One of the generally accepted rules in the world of student loans is that federal loans are better than private loans. This is because federal loans come with a number of borrower protections not offered in the private market. One of the biggest federal perks is Income Based Repayment. When you make payments based upon your income, the size of your loan balance does not matter. This means that if you have to take a low paying job or are out of work, you don’t have to worry about your federal student loans eating up the majority (or more) of your salary. Federal loans also come with forgiveness provisions such as Public Service Student Loan Forgiveness. Because most college students don’t know for certain who their employer will be, signing up for federal loans makes sense because the possibility of forgiveness in the future exists. Even if you don’t end up in public service there are a number of different federal forgiveness programs.

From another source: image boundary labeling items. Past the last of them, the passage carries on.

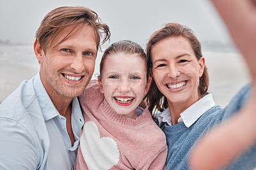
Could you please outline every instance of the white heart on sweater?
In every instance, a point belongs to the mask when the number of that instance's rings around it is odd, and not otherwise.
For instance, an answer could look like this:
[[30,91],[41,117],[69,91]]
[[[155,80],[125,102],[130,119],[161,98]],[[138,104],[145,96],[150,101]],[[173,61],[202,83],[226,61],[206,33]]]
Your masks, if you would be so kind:
[[84,125],[80,148],[89,169],[109,169],[119,161],[116,143],[109,137],[100,138],[98,127],[92,121]]

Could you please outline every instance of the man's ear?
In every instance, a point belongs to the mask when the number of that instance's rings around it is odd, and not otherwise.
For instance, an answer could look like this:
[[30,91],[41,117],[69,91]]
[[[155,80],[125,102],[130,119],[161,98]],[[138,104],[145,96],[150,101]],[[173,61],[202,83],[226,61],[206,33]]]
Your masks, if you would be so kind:
[[39,41],[37,38],[35,41],[35,43],[34,43],[34,52],[35,52],[35,54],[36,55],[37,59],[39,61],[39,63],[43,62],[44,62],[44,56],[45,55],[44,55],[44,50],[42,48],[41,45],[39,43]]
[[104,94],[102,83],[101,82],[100,76],[98,76],[99,89],[102,94]]
[[146,87],[145,88],[144,95],[146,95],[148,93],[149,89],[150,88],[151,81],[152,77],[149,76],[147,82]]

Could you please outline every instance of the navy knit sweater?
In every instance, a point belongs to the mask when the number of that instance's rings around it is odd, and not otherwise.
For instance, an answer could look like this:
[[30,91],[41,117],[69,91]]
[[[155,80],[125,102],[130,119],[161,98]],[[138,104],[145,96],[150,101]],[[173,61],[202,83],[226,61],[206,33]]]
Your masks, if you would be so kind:
[[[190,169],[188,159],[193,145],[210,129],[234,115],[246,103],[250,91],[250,85],[248,85],[226,108],[212,107],[189,128],[184,123],[172,126],[168,125],[166,123],[163,124],[161,128],[166,136],[168,146],[166,169]],[[253,169],[255,167],[256,145],[238,157],[231,164],[227,165],[225,169]]]

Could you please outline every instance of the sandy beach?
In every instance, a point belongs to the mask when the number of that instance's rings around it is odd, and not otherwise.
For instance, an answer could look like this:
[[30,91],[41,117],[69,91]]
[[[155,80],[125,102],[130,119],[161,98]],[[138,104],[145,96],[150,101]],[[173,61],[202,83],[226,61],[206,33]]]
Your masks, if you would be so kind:
[[[29,51],[28,57],[19,59],[19,62],[10,60],[17,59],[18,55],[9,59],[3,59],[0,52],[0,102],[2,102],[24,80],[36,74],[39,65],[36,58]],[[13,55],[11,53],[6,55]],[[237,52],[204,52],[205,64],[208,67],[210,77],[209,92],[212,93],[216,104],[225,106],[232,96],[250,81],[246,65],[241,55]],[[19,53],[22,55],[22,53]],[[99,74],[99,66],[102,53],[99,53],[96,60],[94,77]],[[1,57],[2,59],[1,60]],[[29,64],[26,61],[29,60]],[[23,63],[24,62],[24,63]],[[23,64],[22,64],[23,63]]]

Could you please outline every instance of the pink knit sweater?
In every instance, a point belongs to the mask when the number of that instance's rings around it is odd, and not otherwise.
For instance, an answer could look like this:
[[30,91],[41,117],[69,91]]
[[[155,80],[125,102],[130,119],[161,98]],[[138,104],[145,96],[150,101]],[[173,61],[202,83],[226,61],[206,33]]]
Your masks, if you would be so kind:
[[104,99],[96,80],[79,97],[85,124],[80,134],[76,169],[163,169],[164,134],[144,109],[135,120],[118,115]]

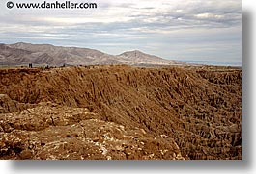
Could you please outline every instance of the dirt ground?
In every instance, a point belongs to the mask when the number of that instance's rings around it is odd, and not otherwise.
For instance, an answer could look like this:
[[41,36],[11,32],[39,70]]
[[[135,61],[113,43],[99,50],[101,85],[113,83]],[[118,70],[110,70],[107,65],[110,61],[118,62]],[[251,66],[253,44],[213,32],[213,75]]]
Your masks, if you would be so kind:
[[0,159],[241,160],[242,70],[0,69]]

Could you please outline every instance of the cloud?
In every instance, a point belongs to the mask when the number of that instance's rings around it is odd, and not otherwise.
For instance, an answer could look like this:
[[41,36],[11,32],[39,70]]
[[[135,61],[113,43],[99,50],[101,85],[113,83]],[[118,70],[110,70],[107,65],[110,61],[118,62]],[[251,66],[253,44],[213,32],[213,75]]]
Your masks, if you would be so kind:
[[222,60],[222,54],[226,60],[241,61],[240,0],[92,2],[98,3],[97,10],[9,10],[1,1],[0,38],[111,54],[141,49],[165,58]]

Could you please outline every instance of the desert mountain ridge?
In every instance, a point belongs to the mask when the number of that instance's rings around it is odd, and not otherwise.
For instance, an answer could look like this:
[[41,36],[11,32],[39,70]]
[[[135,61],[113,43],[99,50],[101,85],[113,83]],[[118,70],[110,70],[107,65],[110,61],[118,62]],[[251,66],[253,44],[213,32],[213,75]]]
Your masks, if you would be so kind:
[[242,70],[0,68],[0,160],[242,160]]
[[17,42],[0,44],[0,65],[109,65],[126,64],[135,66],[185,65],[185,62],[166,60],[138,50],[110,55],[90,48],[63,47],[51,44]]

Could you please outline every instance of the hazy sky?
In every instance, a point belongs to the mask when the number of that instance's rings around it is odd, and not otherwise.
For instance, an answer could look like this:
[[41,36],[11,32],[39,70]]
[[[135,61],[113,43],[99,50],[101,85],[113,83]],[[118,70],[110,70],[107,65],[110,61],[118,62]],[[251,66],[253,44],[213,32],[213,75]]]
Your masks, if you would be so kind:
[[109,54],[136,49],[173,60],[242,59],[241,0],[71,0],[98,3],[90,10],[8,9],[8,1],[0,2],[3,43],[50,43]]

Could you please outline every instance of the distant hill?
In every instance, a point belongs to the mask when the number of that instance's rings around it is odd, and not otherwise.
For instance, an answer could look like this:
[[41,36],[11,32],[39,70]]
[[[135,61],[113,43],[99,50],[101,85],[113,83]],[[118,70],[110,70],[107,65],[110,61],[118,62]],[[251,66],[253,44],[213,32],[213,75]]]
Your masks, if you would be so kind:
[[140,51],[128,51],[109,55],[99,50],[77,47],[62,47],[50,44],[18,42],[0,44],[0,65],[105,65],[128,64],[138,66],[182,65],[183,62],[165,60]]

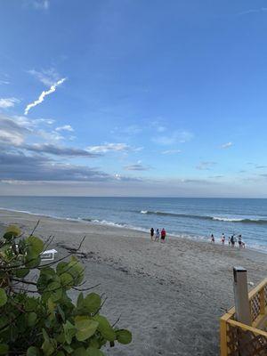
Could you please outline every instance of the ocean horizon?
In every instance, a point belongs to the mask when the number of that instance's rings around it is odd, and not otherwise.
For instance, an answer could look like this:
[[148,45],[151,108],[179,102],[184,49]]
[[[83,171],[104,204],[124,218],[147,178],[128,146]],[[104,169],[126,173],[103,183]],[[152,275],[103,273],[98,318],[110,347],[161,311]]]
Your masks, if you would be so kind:
[[[241,234],[249,248],[267,252],[267,199],[233,198],[2,196],[0,208],[221,243]],[[227,241],[226,241],[227,243]]]

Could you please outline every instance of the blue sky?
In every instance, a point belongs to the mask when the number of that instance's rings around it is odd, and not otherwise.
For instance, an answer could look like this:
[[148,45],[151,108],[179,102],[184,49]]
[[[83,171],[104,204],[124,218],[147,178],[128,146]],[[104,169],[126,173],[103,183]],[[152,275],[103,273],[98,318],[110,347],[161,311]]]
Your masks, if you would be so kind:
[[264,1],[2,1],[0,194],[267,198],[266,32]]

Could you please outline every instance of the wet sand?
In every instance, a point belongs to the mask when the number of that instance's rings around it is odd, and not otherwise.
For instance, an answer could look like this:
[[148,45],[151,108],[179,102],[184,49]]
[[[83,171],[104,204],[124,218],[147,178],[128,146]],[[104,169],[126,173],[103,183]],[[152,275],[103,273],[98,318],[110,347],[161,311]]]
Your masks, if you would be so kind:
[[[36,235],[54,235],[58,258],[83,236],[86,286],[108,297],[103,313],[133,333],[130,345],[108,355],[219,354],[219,318],[232,306],[232,267],[247,269],[248,280],[266,277],[266,255],[185,239],[151,242],[150,234],[103,225],[0,210],[4,225],[19,224]],[[76,298],[76,294],[72,295]]]

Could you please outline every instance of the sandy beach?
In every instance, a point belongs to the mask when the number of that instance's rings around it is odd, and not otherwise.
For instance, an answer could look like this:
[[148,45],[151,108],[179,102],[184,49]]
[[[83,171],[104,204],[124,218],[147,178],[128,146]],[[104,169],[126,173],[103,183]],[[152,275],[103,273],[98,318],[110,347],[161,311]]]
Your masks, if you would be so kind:
[[[108,297],[103,308],[111,322],[133,333],[130,345],[108,355],[219,354],[219,318],[232,306],[232,267],[247,269],[248,280],[266,277],[266,255],[219,244],[173,238],[151,242],[135,231],[0,210],[0,230],[17,223],[43,239],[54,235],[58,258],[82,247],[86,286]],[[72,295],[76,298],[76,295]]]

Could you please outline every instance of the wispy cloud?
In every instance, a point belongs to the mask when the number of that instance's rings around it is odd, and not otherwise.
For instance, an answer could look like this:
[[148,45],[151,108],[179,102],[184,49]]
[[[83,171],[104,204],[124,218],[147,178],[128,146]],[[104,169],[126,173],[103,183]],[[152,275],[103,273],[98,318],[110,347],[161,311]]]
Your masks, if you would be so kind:
[[223,143],[223,144],[221,146],[221,149],[229,149],[229,148],[231,147],[232,145],[233,145],[232,142]]
[[34,108],[36,105],[41,104],[41,102],[44,101],[45,96],[51,94],[52,93],[54,93],[56,91],[57,86],[59,86],[62,83],[64,83],[66,79],[67,78],[62,78],[62,79],[58,80],[55,84],[51,85],[51,88],[49,90],[47,90],[46,92],[44,92],[44,91],[42,92],[41,95],[39,96],[39,98],[36,101],[27,105],[25,111],[24,111],[24,115],[28,115],[30,109]]
[[89,146],[86,150],[93,153],[125,152],[131,150],[131,147],[125,143],[105,143],[101,146]]
[[143,166],[142,163],[136,163],[134,165],[125,166],[124,169],[125,171],[148,171],[151,168],[147,166]]
[[88,152],[85,150],[77,149],[74,147],[62,147],[52,143],[34,143],[32,145],[23,145],[21,148],[32,152],[48,153],[54,156],[86,158],[97,158],[101,156],[97,153]]
[[20,102],[20,99],[16,98],[0,98],[0,108],[12,108],[15,104]]
[[265,12],[267,12],[267,7],[261,7],[260,9],[248,9],[244,12],[237,13],[237,16],[248,15],[249,13]]
[[69,133],[73,133],[74,129],[70,125],[64,125],[63,126],[56,127],[55,131],[69,131]]
[[174,155],[175,153],[181,153],[181,152],[182,152],[181,150],[166,150],[162,151],[161,153],[163,155]]
[[200,162],[199,165],[196,166],[196,168],[200,171],[207,171],[211,169],[214,165],[216,165],[216,162],[209,162],[209,161]]
[[30,4],[36,9],[40,9],[40,10],[48,10],[50,6],[49,0],[31,0]]
[[177,143],[184,143],[194,137],[189,131],[174,131],[169,134],[157,136],[152,138],[152,142],[163,146],[171,146]]
[[55,82],[60,79],[60,75],[54,68],[50,68],[48,69],[30,69],[28,73],[31,74],[36,79],[38,79],[44,85],[52,86]]

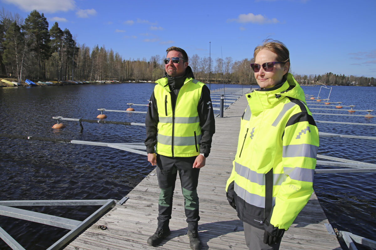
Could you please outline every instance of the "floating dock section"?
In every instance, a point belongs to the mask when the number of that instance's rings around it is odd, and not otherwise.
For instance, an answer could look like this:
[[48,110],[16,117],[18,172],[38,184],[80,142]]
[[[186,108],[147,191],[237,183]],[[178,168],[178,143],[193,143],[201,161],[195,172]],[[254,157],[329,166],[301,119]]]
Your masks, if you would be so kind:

What about the interest rates?
Interest rates are a major consideration for any student loan decision. For many borrowers it may be possible to find private interest rates at half the rate of the federal loans. In almost every circumstance, this rate difference does not justify skipping out on the federal loans. As we have already noted there are major perks that stay with the federal loans and they are well worth the higher interest rate, especially for students who don’t know how much they will be making, or if they will even have a job.
Think about the higher interest rates of the federal loans as an insurance policy. The little bit extra you pay each month protects you from periods of unemployment and underemployment.

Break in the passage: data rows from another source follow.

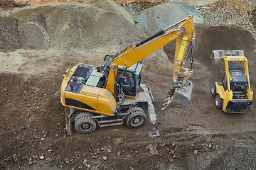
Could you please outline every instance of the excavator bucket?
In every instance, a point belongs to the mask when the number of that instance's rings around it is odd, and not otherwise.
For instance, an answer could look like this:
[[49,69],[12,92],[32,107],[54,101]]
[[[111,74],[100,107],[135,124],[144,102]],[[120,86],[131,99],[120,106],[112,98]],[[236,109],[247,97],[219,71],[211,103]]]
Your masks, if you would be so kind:
[[218,60],[221,59],[221,56],[240,56],[244,55],[244,51],[240,50],[213,50],[210,56],[211,60]]
[[166,98],[164,100],[162,110],[167,107],[182,107],[186,106],[191,100],[193,84],[190,81],[190,85],[186,87],[182,86],[172,86],[171,90],[167,92]]

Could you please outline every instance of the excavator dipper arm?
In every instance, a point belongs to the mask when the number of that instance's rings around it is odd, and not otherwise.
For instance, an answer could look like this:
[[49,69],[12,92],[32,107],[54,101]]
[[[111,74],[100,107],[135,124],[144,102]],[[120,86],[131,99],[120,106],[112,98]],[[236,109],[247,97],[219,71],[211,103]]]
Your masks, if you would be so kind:
[[[196,36],[193,17],[191,15],[187,18],[174,23],[174,25],[161,29],[155,34],[148,37],[147,38],[134,42],[131,46],[127,47],[124,50],[115,54],[111,60],[110,74],[106,89],[112,94],[114,94],[114,84],[117,78],[117,72],[118,66],[122,65],[129,67],[135,63],[141,61],[150,54],[162,47],[167,43],[176,40],[176,51],[173,73],[173,84],[171,89],[167,97],[167,106],[174,101],[173,96],[175,96],[174,92],[181,94],[182,96],[190,100],[191,91],[188,90],[188,86],[192,86],[191,82],[188,81],[188,79],[192,74],[192,67],[191,69],[183,68],[182,65],[184,60],[186,58],[188,52],[188,47],[191,45],[191,64],[192,65],[193,60],[193,42]],[[183,100],[181,98],[181,103]],[[183,106],[183,104],[176,102],[177,106]],[[167,106],[165,106],[164,108]]]

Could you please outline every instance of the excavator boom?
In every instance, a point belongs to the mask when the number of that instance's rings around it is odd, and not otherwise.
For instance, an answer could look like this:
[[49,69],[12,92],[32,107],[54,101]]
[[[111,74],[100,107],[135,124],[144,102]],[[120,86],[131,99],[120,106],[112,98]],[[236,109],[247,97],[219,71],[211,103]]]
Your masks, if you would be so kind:
[[[117,53],[111,60],[111,68],[106,89],[114,94],[114,82],[117,79],[119,65],[129,67],[150,54],[176,40],[176,51],[171,90],[165,100],[164,106],[182,106],[189,102],[192,92],[192,83],[188,81],[192,74],[193,48],[196,32],[193,17],[187,18],[161,29],[147,38],[134,42],[124,50]],[[189,48],[188,48],[189,47]],[[191,68],[182,66],[188,54],[191,54]]]

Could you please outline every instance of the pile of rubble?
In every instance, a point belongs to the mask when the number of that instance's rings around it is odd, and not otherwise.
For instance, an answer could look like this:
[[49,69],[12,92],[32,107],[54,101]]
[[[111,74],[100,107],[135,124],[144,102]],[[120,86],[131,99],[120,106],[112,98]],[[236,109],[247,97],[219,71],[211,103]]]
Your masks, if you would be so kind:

Another thing to keep in mind with the federal loans is that many students will qualify for subsidized loans. This means your interest is paid while you are in school. If the government is going to pay the interest on your student loans, does a higher interest rate really matter?
What about after graduation?
You may be thinking that the interest rates are important not just during school, but long after. With student loan repayment potentially taking decades, the slightest interest rate difference can really add up. This point of view is absolutely correct. However, it fails to account for student loan refinancing options.
Once you graduate college, hopefully, you will have a better job and credit score than you did during school. You can leverage your new financial stability into lower interest rates through private loan consolidation or refinancing. Currently, there are a handful of lenders offering interest rates below 2%. Going this route you can have rock bottom interest rates during the majority of your repayment, but still have the security of the federal perks if job opportunities prove to be scarce.
It certainly is possible that you won’t have the credit score or income to consolidate your private loans after you graduate. But if this is the case, you are almost definitely going to want the federal perks to protect you.
The Game Plan
As a student, there are many variables in your future. If you must take out a student loan, make it a federal one so that you have some protections in place for whatever the future holds. Once you have steady employment, you can shift your focus to finding the lowest interest rates possible.